McDonald shows us how the "demographic crisis" touches all human relationships. In the sweet, weird "An Eligible Boy," a perennial bachelor gets help from his "aeai" programmer roommate in his quest to meet a woman. We're whirled through a bizarre world of dating services that offer a small crop of women to desperate men who get beauty treatments and wait by the phone for women to call them back. Jabir's only hope is that his roommate Sujay's aeai, an amalgam of charming "soapi" stars, can train him to be the kind of man that women want. It turns out his aeai companion has other plans for him – plans that, from a reader perspective, are refreshingly strange and unexpected.

Probably the strongest stories in the volume are "The Djinn's Wife" (a Hugo winner) and "The Little Goddess" (a Hugo nominee). Both concern the evolving relationships between humans and aeais. In "The Little Goddess," a Tibetan woman who spent her childhood performing the role of a goddess in a temple discovers that her schizophrenia-influenced neurology makes her the perfect cognitive mule for smuggling illegal aeais across the country. And in "The Djinn's Wife," a dancer becomes the first human to marry an aeai. Though she can't touch him, he can burrow inside her brain to give her the best hands-off orgasms ever. And when they fight, he can literally turn the entire networked city against her.

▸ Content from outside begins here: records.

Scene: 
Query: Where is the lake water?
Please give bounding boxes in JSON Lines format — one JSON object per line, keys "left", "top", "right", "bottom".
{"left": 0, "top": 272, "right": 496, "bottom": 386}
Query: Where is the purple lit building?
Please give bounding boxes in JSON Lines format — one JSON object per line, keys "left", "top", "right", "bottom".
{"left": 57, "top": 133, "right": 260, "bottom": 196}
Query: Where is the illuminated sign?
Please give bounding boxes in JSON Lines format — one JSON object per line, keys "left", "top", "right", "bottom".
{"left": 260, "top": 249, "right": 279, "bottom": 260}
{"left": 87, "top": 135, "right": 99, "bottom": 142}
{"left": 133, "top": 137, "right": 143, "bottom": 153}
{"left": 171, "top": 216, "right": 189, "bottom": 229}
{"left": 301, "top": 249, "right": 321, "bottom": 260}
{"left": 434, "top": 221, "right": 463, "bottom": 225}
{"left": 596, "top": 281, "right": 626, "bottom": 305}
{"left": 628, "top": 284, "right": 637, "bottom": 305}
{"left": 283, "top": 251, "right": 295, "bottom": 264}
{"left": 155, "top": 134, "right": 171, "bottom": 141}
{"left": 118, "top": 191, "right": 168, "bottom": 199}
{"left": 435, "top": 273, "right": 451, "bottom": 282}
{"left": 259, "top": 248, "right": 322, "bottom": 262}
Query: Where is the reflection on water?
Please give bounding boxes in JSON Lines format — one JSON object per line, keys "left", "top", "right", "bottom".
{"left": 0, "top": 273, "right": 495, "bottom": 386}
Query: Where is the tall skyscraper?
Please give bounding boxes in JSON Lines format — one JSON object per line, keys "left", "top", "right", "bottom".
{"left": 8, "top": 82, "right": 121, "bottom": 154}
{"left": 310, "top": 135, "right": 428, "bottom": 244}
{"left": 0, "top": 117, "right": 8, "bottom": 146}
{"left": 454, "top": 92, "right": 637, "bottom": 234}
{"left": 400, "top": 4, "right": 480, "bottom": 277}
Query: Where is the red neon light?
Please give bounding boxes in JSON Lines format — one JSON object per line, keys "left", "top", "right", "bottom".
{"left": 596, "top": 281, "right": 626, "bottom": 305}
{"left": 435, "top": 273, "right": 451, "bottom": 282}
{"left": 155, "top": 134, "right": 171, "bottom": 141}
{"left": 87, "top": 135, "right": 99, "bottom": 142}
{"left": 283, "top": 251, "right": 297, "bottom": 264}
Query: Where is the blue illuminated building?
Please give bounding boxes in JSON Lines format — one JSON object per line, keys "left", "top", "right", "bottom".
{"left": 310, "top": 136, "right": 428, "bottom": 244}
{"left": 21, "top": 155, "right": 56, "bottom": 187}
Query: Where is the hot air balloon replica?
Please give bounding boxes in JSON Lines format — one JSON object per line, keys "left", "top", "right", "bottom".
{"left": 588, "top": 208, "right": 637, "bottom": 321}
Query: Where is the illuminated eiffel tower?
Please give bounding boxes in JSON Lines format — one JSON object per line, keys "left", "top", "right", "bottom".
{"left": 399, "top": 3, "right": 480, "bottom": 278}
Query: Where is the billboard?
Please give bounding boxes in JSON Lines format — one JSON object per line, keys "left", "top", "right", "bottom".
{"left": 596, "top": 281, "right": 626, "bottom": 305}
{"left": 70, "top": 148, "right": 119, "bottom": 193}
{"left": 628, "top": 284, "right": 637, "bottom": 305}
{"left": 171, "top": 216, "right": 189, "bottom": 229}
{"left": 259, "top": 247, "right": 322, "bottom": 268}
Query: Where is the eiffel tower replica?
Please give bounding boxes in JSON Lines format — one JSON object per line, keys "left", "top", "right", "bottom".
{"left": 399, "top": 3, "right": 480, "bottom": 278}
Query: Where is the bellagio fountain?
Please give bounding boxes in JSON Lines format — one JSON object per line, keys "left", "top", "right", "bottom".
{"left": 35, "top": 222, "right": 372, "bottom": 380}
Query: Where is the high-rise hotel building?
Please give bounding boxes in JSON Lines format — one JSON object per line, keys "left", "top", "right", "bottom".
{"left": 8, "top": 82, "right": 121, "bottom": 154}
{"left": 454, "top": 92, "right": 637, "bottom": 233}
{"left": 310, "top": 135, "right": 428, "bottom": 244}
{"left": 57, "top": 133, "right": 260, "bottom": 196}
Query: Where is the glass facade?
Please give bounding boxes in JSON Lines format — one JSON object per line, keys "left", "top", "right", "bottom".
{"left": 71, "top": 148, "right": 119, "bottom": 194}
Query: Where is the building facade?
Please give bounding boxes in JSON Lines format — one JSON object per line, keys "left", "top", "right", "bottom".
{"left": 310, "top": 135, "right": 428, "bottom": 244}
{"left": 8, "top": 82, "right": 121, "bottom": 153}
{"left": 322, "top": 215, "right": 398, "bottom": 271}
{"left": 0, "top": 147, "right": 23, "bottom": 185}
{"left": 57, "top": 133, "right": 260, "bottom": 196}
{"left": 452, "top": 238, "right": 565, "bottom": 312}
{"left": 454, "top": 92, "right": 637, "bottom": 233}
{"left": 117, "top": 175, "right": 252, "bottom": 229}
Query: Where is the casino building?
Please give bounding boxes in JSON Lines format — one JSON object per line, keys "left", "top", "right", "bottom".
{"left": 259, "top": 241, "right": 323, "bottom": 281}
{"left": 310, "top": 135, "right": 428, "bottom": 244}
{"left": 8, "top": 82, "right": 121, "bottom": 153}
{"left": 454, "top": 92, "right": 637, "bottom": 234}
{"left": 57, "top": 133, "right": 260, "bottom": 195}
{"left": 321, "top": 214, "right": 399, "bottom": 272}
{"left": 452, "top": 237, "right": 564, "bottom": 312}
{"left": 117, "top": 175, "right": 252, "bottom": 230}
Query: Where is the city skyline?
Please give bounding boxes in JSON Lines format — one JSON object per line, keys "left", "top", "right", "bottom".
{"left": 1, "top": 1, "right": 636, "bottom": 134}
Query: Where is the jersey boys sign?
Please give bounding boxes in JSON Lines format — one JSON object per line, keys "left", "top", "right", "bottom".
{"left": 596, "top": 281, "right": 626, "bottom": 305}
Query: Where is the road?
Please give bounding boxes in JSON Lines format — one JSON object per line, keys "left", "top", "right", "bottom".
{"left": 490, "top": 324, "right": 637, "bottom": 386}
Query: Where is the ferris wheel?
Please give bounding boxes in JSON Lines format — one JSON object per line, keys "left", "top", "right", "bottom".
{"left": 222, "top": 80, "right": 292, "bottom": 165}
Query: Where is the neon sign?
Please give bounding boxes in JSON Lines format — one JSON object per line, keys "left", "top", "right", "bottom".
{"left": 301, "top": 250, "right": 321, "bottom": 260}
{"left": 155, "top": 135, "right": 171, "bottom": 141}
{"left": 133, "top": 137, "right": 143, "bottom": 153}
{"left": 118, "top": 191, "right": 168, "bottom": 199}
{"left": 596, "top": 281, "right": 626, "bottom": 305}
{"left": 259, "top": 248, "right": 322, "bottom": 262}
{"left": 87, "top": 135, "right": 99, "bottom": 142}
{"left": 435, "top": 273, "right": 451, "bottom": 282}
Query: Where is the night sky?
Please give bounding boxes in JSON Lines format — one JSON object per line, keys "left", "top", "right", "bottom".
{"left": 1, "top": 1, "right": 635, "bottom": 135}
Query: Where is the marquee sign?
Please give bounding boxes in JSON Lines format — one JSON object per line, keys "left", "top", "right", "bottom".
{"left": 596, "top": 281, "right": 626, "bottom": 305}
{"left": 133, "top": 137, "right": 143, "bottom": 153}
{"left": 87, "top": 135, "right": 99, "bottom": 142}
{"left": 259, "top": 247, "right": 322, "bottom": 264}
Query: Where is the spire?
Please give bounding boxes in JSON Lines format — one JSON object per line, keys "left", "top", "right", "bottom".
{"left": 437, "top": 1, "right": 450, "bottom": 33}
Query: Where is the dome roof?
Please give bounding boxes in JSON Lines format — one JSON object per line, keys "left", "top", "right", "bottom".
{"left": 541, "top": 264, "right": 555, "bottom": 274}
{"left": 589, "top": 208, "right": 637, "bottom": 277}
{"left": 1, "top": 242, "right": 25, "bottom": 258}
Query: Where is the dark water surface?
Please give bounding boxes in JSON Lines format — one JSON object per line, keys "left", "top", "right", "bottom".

McDonald has done his homework on India, and his predictions about the country are well-informed enough that a Bollywood production company optioned his novel River of Gods. But if there's anything about this collection that might give readers pause it's the idea of it being authored by an Irish guy who knows India only as a tourist. Fiction is a realm where we permit imaginative leaps, of course: Women write about men; and Indian filmmaker Ismail Merchant produced some of the most memorable movies about white British people ever made. So it stands to reason that McDonald could and should turn his eye to India without ever having lived there. Still, this detail may make readers uneasy for the same reason many were unsettled by white British filmmaker Danny Boyle's recent film about Mumbai, Slumdog Millionaire.

If, however, you are simply looking for weird and smart science fiction that will surprise you, I recommend Cyberabad Days. It's a chance to see the future from a perspective that rarely shows up in Western scifi.